O repto partiu da Austrália e chegou a Daniel, nascido em Hong Kong, criado na Austrália e a viver na Dinamarca há dois anos e meio. O estudante de 30 anos decidiu juntar-se ao movimento Climate Justice Fast, mesmo sendo um "soldado" da causa climática ainda na recruta - acordou para o problema enquanto pesquisava para a tese de doutoramento há seis meses. "Sei que não é nada, costumo dizer que sou activista há 30 dias, desde o momento em que comi a minha última refeição", conta.

Os pioneiros do movimento levam já 37 dias de greve. Chegaram a ser dez, entre os quatro activistas em Copenhaga e outros na Austrália e nos EUA, mas dois dos que seguiam a greve à distância sucumbiram ontem à fome. Dezenas de outras pessoas testemunham os seus jejuns de um ou mais dias no site que aloja a causa.

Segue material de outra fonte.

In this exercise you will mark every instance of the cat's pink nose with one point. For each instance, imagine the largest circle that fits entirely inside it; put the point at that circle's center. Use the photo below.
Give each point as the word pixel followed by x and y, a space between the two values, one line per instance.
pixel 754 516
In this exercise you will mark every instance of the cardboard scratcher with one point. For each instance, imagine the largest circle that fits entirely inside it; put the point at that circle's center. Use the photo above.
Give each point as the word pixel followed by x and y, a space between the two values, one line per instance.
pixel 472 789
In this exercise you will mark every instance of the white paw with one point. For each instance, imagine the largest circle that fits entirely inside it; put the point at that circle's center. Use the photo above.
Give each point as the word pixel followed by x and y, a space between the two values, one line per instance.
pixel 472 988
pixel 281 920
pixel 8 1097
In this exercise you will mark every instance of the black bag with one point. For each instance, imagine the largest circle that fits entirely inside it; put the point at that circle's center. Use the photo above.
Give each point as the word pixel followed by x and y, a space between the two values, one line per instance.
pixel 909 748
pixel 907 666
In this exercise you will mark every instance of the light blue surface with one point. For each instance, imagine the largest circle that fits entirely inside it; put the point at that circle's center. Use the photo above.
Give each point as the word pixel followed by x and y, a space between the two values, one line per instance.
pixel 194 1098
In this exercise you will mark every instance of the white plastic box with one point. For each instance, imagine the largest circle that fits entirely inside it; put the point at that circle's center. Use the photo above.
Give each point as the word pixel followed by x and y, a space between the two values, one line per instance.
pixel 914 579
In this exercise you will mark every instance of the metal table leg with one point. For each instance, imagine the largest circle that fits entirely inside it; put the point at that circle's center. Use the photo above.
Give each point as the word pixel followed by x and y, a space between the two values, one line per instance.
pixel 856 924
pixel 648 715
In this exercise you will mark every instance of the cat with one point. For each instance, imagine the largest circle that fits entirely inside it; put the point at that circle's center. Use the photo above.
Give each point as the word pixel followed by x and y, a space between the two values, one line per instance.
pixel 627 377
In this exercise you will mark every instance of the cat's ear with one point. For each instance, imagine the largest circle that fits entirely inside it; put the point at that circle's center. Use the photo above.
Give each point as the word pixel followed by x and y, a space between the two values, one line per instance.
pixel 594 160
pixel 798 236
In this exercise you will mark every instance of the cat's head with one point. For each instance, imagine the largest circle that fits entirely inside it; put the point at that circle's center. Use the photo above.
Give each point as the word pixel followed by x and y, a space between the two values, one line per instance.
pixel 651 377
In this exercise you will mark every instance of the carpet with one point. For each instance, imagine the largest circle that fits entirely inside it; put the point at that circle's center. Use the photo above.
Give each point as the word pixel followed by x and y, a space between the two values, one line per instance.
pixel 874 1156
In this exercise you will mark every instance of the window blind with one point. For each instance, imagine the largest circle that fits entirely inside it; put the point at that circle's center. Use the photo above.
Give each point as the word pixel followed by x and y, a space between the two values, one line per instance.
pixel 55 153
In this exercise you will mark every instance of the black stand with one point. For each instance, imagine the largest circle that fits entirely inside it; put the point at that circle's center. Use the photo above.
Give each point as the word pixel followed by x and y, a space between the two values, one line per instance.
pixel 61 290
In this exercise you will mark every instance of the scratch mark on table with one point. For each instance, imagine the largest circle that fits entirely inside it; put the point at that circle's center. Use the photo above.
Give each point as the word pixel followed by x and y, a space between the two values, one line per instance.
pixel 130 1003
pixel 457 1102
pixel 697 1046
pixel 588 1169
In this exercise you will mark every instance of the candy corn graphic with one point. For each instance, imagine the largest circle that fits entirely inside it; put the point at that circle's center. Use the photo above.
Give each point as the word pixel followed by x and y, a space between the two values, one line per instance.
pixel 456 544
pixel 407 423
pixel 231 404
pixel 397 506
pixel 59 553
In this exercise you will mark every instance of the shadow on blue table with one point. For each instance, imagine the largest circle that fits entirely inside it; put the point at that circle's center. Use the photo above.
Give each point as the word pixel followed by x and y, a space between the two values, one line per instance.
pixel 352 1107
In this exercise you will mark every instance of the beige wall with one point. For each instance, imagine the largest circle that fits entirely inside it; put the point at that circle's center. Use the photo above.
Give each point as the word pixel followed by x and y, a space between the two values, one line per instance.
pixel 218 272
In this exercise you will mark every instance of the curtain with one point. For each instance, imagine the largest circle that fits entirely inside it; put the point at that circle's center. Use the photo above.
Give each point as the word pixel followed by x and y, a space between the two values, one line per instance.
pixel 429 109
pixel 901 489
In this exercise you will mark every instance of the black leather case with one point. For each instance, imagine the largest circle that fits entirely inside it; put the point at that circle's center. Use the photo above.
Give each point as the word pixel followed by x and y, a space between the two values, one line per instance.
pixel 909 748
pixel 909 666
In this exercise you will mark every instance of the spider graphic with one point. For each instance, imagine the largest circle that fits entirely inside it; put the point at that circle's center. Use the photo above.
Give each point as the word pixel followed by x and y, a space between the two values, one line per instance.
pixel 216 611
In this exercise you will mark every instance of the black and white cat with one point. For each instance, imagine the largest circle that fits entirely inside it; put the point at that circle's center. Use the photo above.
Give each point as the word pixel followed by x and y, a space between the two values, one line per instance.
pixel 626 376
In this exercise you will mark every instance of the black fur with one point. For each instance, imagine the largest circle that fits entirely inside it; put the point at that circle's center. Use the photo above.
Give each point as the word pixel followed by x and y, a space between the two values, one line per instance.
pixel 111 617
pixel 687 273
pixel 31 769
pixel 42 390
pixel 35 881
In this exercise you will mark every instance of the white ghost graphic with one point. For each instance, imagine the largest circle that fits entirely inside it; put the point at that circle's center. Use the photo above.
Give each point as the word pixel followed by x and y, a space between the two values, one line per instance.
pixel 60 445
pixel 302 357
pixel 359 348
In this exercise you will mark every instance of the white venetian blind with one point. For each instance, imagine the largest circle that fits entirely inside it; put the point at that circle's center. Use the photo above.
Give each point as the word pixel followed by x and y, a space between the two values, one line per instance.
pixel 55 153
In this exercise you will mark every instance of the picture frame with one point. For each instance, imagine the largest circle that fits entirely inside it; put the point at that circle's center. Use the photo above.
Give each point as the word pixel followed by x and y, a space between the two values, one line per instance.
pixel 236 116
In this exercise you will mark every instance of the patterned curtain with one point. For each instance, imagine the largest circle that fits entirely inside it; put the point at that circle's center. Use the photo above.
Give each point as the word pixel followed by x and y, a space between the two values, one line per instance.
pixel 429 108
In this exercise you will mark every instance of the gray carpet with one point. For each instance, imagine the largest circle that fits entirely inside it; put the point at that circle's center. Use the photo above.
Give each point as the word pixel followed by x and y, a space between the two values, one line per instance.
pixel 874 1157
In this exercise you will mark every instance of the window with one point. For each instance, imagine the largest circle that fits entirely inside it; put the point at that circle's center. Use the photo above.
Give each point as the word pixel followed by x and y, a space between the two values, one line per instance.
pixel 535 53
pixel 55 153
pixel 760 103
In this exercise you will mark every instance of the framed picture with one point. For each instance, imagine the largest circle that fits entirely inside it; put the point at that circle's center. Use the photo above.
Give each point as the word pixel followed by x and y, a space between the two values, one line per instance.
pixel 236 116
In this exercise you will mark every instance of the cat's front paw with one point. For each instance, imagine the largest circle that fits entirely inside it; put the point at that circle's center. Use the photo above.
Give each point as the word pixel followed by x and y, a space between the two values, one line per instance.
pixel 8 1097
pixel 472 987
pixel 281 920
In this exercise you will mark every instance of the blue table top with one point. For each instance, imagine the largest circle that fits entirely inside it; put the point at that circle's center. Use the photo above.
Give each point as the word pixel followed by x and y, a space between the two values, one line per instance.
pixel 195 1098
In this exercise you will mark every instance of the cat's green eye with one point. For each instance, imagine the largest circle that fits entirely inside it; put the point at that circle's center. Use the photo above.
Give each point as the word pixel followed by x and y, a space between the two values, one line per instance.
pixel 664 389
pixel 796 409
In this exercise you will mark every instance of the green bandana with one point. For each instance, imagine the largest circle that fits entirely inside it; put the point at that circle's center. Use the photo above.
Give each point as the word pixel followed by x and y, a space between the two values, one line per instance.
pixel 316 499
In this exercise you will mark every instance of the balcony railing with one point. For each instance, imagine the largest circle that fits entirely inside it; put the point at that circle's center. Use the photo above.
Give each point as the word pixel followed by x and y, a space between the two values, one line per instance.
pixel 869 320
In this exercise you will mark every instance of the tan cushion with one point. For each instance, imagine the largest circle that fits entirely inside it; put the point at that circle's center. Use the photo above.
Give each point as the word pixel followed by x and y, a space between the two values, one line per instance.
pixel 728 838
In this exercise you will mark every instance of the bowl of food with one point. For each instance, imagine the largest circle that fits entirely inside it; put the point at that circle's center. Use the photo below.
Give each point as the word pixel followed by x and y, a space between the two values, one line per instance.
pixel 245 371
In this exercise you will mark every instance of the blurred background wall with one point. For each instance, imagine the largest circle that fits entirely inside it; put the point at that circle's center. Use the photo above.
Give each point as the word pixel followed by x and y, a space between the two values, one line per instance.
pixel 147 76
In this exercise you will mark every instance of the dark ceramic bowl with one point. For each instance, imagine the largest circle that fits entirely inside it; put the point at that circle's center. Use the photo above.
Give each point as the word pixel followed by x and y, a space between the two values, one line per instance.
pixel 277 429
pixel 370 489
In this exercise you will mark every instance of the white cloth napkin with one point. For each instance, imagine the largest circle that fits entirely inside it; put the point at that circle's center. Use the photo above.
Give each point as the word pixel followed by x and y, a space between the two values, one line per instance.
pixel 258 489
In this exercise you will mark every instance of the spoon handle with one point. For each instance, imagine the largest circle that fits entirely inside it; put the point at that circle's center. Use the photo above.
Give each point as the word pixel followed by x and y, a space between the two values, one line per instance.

Há cinco dias, Daniel mostrava-se surpreendentemente forte enquanto falava à imprensa, no Bella Center. E, ao ouvir a sua rotina, custa a acreditar que o faça sem comer. Os dias começam cedo. Chega ao centro de congressos guiado por uma carrinha da Greenpeace antes das sete da manhã, para evitar a "hora de ponta". Depois de uma hora de meditação, segue-se uma ronda pela Internet. A tarde preenche-se até às seis com as solicitações dos media. "Temos muito apoio dos participantes na conferência, mas há que fazer chegar a mensagem "lá acima"", justifica-se, referindo-se aos líderes mundiais.

Ao PÚBLICO já não fala com a mesma energia de uns dias antes. A magreza disfarça-se nas múltiplas camadas de roupa, mas as forças que lhe faltam são evidentes. Anda muito devagar e subir as escadas é uma tarefa hercúlea. Aponta para a cabeça: "Aqui, sinto-me fantástico! Estou sereno e lúcido, mas o corpo está cansado, sei que devia abrandar".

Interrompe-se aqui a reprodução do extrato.